Despite Lovely’s precarious standing in a society where caste, race, and religion determine one’s upward mobility and overall well-being, Lovely is defined by her positive outlook on life. While the world burns around her, Lovely chooses to look past the insults, the prejudices, and the fears of her society. Lovely finds appreciation in small happiness and in love, love for herself and for others. In the first five chapters, this positivity is used as a foil to Jivan, who knows Lovely through community service tutoring. While Jivan is scared and hopeless, Lovely is self-confident and optimistic. Jivan sees her boundaries and boxes quite clearly, but Lovely strives to break those barriers down. Jivan and Lovely are further differentiated by their voice and syntax. Jivan’s first-person narration uses standardized English, while Lovely’s syntax and grammar belie a lack of formal education that Jivan likely received. While Lovely’s syntax lends her a certain charm, it also marks another class distinction between Jivan and Lovely. Although Jivan is not wealthy and has little social or political clout, she is technically higher in India’s strict caste system than Lovely, due to Lovely’s identity as a hijra. That Jivan tutors Lovely in English as a sort of community service highlights this distinction. That Jivan is hardly a person of power in her society further emphasizes how low Lovely’s status is.

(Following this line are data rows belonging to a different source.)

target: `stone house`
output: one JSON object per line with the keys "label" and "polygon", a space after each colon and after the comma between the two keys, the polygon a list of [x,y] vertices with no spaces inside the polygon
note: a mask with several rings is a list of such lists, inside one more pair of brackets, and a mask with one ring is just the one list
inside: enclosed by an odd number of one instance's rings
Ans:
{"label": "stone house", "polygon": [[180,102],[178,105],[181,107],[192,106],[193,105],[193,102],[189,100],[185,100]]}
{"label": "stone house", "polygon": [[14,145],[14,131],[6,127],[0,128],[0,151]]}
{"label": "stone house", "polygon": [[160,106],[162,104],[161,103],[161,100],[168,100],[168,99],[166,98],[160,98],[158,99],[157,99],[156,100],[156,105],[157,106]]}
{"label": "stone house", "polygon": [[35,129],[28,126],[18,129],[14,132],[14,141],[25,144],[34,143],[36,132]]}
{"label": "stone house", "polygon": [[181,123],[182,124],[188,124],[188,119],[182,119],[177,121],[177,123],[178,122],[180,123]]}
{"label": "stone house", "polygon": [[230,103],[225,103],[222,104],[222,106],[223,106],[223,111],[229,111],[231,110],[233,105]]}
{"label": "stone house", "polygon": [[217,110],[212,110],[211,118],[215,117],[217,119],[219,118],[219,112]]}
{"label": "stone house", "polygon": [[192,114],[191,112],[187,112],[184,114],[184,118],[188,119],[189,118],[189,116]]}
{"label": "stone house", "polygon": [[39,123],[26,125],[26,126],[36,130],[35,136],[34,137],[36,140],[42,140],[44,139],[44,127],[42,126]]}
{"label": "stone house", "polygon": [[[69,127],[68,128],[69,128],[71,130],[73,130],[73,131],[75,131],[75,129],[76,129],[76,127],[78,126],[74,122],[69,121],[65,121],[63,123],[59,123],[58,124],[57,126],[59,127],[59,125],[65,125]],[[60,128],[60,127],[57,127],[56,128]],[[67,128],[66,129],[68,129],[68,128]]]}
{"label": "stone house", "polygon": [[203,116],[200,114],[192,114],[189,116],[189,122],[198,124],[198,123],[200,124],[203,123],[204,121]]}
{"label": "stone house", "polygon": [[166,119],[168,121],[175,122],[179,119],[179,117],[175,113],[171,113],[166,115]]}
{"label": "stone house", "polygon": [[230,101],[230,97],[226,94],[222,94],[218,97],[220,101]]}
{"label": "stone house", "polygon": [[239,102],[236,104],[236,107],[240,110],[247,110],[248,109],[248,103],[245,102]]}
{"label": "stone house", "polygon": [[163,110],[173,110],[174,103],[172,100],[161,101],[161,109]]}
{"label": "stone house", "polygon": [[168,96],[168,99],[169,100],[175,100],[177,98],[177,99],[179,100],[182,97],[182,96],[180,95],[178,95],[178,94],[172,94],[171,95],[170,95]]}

In these five chapters Majumdar does not reveal much about who set the train on fire and why. In this particular context, it doesn’t quite matter. Majumdar aims to highlight the institutions of power and government that enable violence to spread unabated. The burning of the train is less about the differences in ideology that might lead to a terrorist attack on civilians and more about highlighting the disregard governments and security forces have for people who are considered inconsequential. The reader can infer that because Jivan is arrested for her criticism of the government’s lackluster response to such a tragic event, Jivan is being used as a scapegoat so people point more to Jivan than to the government.